Hegel asserts, “These IM distortion components are made in the amplifier stages and cannot be removed. The problem is usually worsened by the use of global feedback loops in amplifiers. The amplified signal is fed back to the input stage of the amplifier, and so the IM distortion is also sent through once more and amplified... Some manufacturers have no global feedback. That is fine and reduces distortion, but at the same time they lose damping factor – a key to keeping deep bass and good bass control.” To combat these issues, Hegel uses feed-forward instead of feedback, which is supposed to significantly reduce IM distortion and increase damping factor. According to the specs, the H100's distortion measures less than 0.005% at 50 watts in 8 ohms, while its IM is less than 0.01% (19kHz + 20 kHz). Additionally, the H100 sports separate DualPower power supplies for input and voltage gain stages and the amp's current output stages – more distortion-reducing measures.

The H100's minimalist design oozes Scandinavian coolness, in the best sense. The front panel is constructed from a solid aluminum bar that is glass-bead blasted and anodized; the top cover, side panels and knobs are brushed/blasted and anodized aluminum. The display is lit by a non-dimmable blue light, and it works fine, but the text abbreviations indicating selected source are difficult to read. For example, if CD source is selected, the text is displayed in lower case letters; for Auxiliary, it's “AU”: select Tuner and you get a strange capital T missing the left top half and a lower-case “u.” It looks like a Cyrillic acronym. At the least, all text should be standardized and upper-cased.
The 32-pound amp comes in black or pearl silver finish; my review unit was the latter and up close the front panel has a sparkly, flake-like appearance and gentle wave contour. Unassuming to the point of sleepiness, the H100 sports just three front controls – source selector knob, volume knob and power button. It definitely conforms to the Hegel philosophy of being easy to operate.  The back boasts four unbalanced RCA outputs, one pair of balanced XLR outputs, a USB input and a Home Theater input. The latter is a maximum volume line level input with a permanent volume setting of 75 and for connection to a surround processor only with internal adjustable volume. The H100 delivers 120 watts into two channels at 8 ohms.
Hegel H100 Rear View

Hegel's RC2 remote is a classy, substantial unit made from a solid aluminum bar mirroring the H100's finish and design. I've complained before about manufacturers giving little thought to a component's remote, often offering cheap, unattractive plastic popsicles hardly befitting its master. If you cycle through the source options with the remote or control knob, you hit a “dead end” at the final option and have to bring it back instead of jumping forward to the beginning. That's a minor curiosity.

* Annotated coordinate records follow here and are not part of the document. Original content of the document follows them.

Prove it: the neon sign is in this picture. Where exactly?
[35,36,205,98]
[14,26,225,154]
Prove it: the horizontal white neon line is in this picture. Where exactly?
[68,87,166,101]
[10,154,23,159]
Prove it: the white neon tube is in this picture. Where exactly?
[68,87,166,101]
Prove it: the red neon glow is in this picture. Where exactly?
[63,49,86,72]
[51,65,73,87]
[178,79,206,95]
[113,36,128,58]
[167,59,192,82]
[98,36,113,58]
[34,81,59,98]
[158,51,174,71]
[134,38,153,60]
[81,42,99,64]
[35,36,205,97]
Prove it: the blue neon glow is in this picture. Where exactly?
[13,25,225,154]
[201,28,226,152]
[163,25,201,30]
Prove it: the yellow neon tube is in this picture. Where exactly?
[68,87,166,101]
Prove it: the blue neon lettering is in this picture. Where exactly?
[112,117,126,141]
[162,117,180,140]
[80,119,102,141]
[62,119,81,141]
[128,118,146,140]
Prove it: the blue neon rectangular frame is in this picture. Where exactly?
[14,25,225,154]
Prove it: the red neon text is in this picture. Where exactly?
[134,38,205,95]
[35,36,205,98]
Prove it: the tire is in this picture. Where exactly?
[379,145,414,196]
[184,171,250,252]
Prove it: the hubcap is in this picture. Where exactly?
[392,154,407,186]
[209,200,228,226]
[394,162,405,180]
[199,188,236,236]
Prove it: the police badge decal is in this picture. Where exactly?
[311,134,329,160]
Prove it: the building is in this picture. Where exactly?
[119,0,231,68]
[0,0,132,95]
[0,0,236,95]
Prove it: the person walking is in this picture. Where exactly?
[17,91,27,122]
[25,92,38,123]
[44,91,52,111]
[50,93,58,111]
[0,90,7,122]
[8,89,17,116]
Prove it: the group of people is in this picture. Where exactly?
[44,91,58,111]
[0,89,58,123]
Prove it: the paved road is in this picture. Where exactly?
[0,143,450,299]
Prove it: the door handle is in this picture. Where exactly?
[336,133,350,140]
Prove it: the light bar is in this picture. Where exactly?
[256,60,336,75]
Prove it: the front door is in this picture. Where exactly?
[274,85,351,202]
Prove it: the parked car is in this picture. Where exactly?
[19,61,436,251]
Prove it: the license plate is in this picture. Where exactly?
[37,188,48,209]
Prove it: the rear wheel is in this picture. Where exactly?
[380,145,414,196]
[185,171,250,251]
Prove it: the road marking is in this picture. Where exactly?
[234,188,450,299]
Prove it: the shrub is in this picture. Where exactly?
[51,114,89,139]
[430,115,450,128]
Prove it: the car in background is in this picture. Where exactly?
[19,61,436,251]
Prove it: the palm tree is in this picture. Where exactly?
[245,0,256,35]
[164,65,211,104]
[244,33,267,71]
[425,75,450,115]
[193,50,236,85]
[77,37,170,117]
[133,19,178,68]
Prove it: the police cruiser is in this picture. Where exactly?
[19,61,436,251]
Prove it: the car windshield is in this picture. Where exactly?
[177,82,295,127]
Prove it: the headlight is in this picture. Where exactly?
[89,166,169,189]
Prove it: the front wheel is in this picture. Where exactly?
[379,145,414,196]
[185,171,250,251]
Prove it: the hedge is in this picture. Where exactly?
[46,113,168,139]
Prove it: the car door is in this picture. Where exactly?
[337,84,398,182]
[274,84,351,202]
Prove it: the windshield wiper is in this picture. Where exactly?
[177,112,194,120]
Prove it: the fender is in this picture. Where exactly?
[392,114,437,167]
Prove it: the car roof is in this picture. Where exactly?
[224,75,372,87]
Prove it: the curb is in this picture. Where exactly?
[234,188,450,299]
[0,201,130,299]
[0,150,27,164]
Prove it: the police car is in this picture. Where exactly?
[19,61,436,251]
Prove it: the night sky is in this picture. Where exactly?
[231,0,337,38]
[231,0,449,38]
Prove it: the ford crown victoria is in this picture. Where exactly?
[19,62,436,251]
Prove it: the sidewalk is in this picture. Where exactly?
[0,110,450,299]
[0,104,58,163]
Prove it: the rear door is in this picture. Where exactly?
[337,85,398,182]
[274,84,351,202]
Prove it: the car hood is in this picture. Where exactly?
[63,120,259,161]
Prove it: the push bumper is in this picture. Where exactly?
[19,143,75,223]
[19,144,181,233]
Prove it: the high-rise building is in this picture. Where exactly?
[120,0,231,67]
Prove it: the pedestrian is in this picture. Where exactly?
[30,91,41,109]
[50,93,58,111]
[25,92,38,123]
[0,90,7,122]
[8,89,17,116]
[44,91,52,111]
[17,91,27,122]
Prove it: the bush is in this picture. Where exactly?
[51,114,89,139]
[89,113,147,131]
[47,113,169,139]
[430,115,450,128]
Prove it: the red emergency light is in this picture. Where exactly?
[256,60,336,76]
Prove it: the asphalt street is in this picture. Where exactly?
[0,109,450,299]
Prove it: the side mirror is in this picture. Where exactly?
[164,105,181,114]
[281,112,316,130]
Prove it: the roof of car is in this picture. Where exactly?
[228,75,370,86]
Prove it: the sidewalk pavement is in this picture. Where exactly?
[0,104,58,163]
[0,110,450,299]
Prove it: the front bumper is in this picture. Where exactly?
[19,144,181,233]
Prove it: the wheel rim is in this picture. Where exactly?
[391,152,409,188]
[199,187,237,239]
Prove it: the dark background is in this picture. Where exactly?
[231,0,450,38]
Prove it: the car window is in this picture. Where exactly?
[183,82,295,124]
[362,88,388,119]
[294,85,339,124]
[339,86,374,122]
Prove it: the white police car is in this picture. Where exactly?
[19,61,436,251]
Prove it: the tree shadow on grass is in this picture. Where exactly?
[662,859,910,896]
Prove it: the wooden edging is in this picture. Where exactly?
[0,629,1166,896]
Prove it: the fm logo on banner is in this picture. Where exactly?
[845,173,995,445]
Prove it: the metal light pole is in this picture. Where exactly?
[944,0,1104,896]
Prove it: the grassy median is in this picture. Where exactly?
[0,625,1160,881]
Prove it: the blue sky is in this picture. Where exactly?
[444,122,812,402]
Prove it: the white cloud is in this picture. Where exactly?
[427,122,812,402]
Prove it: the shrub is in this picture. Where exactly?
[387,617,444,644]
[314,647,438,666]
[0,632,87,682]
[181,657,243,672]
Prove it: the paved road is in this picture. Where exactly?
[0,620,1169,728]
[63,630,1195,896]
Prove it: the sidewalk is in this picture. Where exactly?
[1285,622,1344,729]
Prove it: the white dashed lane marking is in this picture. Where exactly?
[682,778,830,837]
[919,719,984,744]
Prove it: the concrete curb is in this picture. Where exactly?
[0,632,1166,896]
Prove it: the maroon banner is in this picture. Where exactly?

Despite its humble appearance, the H100 has several notable features such as the auto-volume fader.  When the amp is powered on, the start-up volume always begins at 0 and gradually increases to a default volume of 30 (99 is the max). This safeguard protects speakers and amp from accidental surges and provides a reasonable starting point for listening. Want it louder? Turn it up! Several stand-alone DACs and A/V receivers sport USB ports but not many integrated amps. The H100 features a built-in USB sound card that connects easily to a computer without drivers or other software. Lastly, the H100 stands on a trio of feet that makes for easy leveling and ensures stable operation.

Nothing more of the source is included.